I voted no on SB1657, the inaccurately named “Gun Dealer Licensing” bill, both yesterday and when it was first called in the fall. There are numerous problems with this bill beyond the fact the ATF already licenses and regularly inspects gun shops - serious concerns for the privacy of private citizens and the exemption for large retailers like Wal-Mart means that all this bill does is drive mom and pop shops out of business. That is not good policy.

I voted no on HB1465 because, again, this bill did a lot more than merely raise the age to purchase an “assault weapon” (an arbitrary term anyway) and would have turned law-abiding citizens into criminals. Again, that’s not good policy.

Yes, I did vote for HB1467 and HB1468. These bills addressed specific items and after weighing all the pros and cons I felt they were reasonable approaches. We already have a minimum 24 hour waiting period for all gun purchases in Illinois and a 72 hour waiting period for handguns, so adding certain semi-automatic long guns to the 72 hour waiting period is reasonable.

I also think it is reasonable to get rid of bump stocks and trigger cranks; their only purpose is to increase the rate of fire of a semi-automatic firearm to that of a fully-automatic one. Why is that necessary? A well-trained hunter or person acting in self-defense would not use a fully-automatic feature anyway because it reduces accuracy. I would have preferred to vote for HB4120, which is more specific in design, instead of HB1467, but there is no way Speaker Madigan would have let the bill come to the floor. Again, I felt this was reasonable.

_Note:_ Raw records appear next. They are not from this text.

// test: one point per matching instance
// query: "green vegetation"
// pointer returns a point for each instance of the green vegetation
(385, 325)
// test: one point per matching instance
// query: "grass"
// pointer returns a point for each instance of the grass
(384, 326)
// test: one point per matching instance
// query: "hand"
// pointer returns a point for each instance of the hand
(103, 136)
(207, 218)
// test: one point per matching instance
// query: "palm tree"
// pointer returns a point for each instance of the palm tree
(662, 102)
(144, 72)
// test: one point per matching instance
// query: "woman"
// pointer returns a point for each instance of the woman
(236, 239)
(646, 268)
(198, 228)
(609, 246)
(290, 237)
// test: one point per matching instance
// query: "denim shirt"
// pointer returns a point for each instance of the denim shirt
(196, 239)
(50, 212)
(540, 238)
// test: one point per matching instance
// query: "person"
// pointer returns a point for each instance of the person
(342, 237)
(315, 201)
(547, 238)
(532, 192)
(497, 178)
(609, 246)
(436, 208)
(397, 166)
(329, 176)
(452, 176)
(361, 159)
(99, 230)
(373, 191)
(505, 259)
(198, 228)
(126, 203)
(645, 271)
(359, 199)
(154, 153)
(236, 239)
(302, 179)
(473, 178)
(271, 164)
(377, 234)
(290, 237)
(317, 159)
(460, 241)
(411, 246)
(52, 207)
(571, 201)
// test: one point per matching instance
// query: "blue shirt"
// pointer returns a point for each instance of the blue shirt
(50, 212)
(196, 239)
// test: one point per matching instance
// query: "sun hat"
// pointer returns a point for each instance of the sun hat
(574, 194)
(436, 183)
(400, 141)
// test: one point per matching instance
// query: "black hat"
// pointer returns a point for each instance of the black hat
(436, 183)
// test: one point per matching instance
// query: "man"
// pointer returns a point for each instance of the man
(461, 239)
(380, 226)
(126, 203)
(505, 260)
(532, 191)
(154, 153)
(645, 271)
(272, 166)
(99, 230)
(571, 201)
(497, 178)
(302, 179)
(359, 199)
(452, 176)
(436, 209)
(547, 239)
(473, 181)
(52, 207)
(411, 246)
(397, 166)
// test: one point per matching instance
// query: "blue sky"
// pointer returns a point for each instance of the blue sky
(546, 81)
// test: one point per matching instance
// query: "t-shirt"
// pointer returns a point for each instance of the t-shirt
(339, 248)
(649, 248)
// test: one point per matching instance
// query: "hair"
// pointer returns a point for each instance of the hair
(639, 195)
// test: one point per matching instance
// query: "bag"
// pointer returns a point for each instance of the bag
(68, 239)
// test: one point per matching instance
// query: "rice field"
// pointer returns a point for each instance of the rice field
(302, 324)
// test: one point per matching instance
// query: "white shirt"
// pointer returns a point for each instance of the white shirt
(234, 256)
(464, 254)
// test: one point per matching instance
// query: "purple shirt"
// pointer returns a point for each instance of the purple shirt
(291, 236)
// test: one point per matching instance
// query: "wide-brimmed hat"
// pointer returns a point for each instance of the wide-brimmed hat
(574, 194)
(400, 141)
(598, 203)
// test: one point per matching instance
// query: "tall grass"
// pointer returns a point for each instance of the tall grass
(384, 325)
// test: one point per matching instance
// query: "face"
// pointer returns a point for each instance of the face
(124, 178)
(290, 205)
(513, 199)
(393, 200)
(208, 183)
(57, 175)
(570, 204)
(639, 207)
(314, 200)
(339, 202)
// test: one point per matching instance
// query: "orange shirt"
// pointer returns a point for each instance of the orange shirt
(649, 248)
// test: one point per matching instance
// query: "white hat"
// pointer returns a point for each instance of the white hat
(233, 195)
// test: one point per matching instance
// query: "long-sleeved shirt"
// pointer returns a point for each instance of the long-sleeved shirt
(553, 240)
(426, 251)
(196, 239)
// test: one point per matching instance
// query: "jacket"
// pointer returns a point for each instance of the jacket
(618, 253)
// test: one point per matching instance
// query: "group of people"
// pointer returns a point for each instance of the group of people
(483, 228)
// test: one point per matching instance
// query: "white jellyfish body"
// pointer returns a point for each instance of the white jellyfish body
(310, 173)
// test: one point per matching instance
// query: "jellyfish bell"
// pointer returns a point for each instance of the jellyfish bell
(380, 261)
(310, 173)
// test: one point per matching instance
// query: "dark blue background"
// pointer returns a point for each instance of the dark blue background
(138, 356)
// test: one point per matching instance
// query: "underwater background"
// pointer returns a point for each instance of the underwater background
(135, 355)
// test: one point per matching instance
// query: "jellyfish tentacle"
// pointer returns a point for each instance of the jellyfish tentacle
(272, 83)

But no discussion is complete until we address the broader issue that led to the House votes yesterday. There will always be those whose intent is to do harm, using whatever means necessary. And the increasingly hostile culture we live in only intensifies the anger and evil that perpetrates horrific crimes like happened in Florida last month. I will continue to look for ways to balance both sides of the equation by the best means possible. Most of all, I want to contribute to a discussion that looks at the reasons why we are so hostile and divided and come back to a middle ground of respect that serves to uphold and respect the value of every life. It is a change of heart and a movement away from evil and hatred that is our best hope.